第2次安倍政権が発足し、自民党内に国家を優先する考えが急速に広まった。一つには、安倍首相の考えが背景にあっただろう。安倍自民党は、国政選挙の際には、安全保障など国家の権限を強める政策については声を潜め、経済政策アベノミクスを金看板として戦った。選挙では有権者に受けのいい経済政策を掲げる一方、首相として本来行いたいが評判の悪い政策は、国政選挙が終わり、次の選挙まで一定の期間がある「選間期」で進めたのだ。

 朝日新聞取材班『この国を揺るがす男』は、アベノミクスの「三本の矢」が生まれた直接のきっかけは中国の台頭にあったとしている。同書は、日本経済がデフレに陥らずに1991年から名目4%の成長を続けていれば、2010年段階の経済規模はその年の2倍に達し、日本のGDPは中国に追い抜かれていなかった、とする学者の資料に、野党時代の安倍氏が、強い関心を示したことを紹介。

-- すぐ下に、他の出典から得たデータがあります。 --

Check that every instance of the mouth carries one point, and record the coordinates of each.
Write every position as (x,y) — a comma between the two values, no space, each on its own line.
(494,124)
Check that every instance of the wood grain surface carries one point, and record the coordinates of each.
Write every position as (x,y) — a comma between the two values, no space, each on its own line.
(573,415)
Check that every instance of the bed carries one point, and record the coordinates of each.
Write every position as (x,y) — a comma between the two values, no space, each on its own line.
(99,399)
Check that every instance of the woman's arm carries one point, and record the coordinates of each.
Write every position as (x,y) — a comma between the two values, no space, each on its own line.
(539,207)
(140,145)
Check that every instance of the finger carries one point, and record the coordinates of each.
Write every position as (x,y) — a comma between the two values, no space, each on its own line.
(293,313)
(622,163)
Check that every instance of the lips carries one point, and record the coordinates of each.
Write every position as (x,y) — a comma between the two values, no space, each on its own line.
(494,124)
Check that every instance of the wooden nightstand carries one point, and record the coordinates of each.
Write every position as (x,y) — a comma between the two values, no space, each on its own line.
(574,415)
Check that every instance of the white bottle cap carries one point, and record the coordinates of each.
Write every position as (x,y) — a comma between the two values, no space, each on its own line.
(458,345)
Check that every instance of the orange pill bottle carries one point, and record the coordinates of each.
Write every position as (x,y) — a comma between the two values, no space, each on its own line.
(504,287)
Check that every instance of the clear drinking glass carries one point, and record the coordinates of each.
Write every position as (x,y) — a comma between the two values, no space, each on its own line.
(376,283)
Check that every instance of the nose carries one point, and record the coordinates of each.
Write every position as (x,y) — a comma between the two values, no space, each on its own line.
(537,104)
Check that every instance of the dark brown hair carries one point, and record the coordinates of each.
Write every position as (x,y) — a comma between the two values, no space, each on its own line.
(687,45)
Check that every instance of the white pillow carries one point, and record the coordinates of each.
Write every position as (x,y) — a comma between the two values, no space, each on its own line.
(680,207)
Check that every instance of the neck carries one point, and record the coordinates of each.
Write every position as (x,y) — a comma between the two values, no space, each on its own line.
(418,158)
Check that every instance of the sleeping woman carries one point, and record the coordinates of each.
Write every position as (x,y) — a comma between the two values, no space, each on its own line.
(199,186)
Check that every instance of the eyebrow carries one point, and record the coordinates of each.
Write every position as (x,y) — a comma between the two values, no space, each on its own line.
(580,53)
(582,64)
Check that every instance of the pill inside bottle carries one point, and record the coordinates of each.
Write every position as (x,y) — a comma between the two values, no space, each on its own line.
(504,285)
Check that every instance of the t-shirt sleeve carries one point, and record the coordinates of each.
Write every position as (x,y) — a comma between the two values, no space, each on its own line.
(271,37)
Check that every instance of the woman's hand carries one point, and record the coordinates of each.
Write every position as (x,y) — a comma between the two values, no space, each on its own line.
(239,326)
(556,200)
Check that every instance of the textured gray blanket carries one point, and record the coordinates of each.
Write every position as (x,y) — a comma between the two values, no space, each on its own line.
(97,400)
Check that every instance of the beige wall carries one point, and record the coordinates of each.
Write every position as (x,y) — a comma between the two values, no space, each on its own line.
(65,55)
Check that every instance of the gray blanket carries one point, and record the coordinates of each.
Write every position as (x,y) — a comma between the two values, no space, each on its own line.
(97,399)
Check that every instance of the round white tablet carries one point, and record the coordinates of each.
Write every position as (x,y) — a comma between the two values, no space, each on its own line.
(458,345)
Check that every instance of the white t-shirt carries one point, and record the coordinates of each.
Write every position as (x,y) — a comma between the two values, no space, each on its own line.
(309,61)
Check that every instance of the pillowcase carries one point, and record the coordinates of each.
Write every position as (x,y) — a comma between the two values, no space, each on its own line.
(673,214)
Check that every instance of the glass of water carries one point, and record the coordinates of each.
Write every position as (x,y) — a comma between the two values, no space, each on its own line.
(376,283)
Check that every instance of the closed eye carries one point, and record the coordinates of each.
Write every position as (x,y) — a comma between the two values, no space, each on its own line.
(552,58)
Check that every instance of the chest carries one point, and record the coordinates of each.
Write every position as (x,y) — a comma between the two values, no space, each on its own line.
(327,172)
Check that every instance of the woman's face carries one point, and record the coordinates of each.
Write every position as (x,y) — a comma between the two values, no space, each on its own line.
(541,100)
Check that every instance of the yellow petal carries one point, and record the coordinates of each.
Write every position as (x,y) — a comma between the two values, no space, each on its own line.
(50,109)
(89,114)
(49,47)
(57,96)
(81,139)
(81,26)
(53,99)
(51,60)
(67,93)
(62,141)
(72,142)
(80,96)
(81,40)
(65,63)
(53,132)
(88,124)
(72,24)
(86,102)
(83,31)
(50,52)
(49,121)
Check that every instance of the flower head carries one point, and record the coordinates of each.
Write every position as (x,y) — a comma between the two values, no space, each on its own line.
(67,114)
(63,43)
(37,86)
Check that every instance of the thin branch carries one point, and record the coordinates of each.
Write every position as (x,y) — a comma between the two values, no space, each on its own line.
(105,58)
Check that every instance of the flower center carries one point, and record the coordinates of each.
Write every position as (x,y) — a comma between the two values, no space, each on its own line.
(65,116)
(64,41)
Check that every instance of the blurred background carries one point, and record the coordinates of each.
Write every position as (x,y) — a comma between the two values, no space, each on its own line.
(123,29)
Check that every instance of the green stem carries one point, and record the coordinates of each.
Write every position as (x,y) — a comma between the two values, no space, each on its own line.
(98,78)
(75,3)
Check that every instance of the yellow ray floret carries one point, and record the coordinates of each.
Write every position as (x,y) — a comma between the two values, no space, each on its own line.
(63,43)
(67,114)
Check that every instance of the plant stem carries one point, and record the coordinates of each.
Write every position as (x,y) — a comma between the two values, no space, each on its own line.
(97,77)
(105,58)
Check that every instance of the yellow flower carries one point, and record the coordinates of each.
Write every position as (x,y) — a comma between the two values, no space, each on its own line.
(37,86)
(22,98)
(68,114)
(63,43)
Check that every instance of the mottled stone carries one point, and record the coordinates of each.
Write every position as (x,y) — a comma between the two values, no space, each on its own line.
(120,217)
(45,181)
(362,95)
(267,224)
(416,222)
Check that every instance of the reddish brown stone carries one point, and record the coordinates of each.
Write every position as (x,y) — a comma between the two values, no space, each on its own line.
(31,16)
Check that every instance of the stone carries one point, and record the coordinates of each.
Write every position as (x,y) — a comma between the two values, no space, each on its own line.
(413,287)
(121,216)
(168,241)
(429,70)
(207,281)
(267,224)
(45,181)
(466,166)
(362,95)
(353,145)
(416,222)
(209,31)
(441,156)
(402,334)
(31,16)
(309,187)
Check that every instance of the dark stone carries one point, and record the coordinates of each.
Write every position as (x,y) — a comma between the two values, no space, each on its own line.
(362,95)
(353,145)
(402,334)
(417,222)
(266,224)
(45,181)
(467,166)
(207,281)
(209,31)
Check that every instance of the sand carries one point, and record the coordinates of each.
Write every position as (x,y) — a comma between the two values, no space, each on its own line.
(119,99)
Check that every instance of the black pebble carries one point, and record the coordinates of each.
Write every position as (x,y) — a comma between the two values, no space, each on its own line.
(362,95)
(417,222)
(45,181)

 その上で、同書は「『強い日本』を取り戻すには、まず『強い経済』。安倍にとって、経済政策は『日本の誇り』を取り戻すための手段となっていた」と書いた。つまり、安倍首相の政治の「目的」は、あくまで中国に対抗するための国家の強化であり、アベノミクスによる経済の再興は、特定秘密保護法や集団的自衛権の一部行使などと同じく、国を強くする「手段」に過ぎないということだろう。経済成長のために安倍氏が旗を振った賃上げも、国民の生活向上というより、国家のため、という意味が強かったのだ。